Cursing herself, she listened to the noise from outside the bank, wondering what was causing it.
It sounded as though a second car alarm had joined the first. Now, Rick knew the cops would come. Probably a gang of kids out on a smash and grab, but they were going to wreck the whole robbery if the police reached them in time. Listening carefully, he thought he could hear a third alarm.
“What’s causing all that racket?” Chesya asked, peering around the corner at the lobby.
“It’s nothing,” he said. “Kids or something.”
“Doesn’t sound like kids.”
There was a soft, welcoming hiss from the vault, and it opened. Grinning, he pulled on the stainless steel door, astonished at how easily it pivoted on the heavy hinges. A light went on inside, and Rick chuck-led as he recalled his childhood fascination with whether the refrigera-tor light stayed on when the door was closed. He had often tried to catch it turning on, but had never been quick enough.
The car alarms on the street seemed to grow even more raucous. Rick knew he had to make this a fast job in order to elude the police. He prayed that Jason had the getaway car revved up and ready to motor as soon as they rushed out into the street.
“Here,” he said, tossing a couple of garbage bags at Chesya. “Take these and fill them with all the cash you can. We’re not looking to hit the safety deposit boxes, just the cash.
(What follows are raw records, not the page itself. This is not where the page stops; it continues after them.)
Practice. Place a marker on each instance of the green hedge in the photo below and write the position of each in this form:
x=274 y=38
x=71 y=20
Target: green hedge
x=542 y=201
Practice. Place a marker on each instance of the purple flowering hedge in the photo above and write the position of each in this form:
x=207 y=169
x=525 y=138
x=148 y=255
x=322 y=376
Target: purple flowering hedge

And don’t think you can drop a paint bomb in there, or you may not make it home tonight.”
“Oh, I’m shaking.” She grabbed the bags and entered the vault. Rick followed her.
It was a modular vault, welded tight at the seams. The walls were so thick they deadened most of the sound from the streets, even with the door open. The car alarms were muffled, although they had accumulated in numbers. Dozens of them must have been honking and whistling outside the bank. If he could still hear them within the walls of the vault, he knew they were deafening on the street.
Jones’ voice echoed from the lobby. “Hey, Rick… boss… I think you’d better get out here quick.”
Chesya thought, His name’s Rick. She needed to remember that for the inevitable police report.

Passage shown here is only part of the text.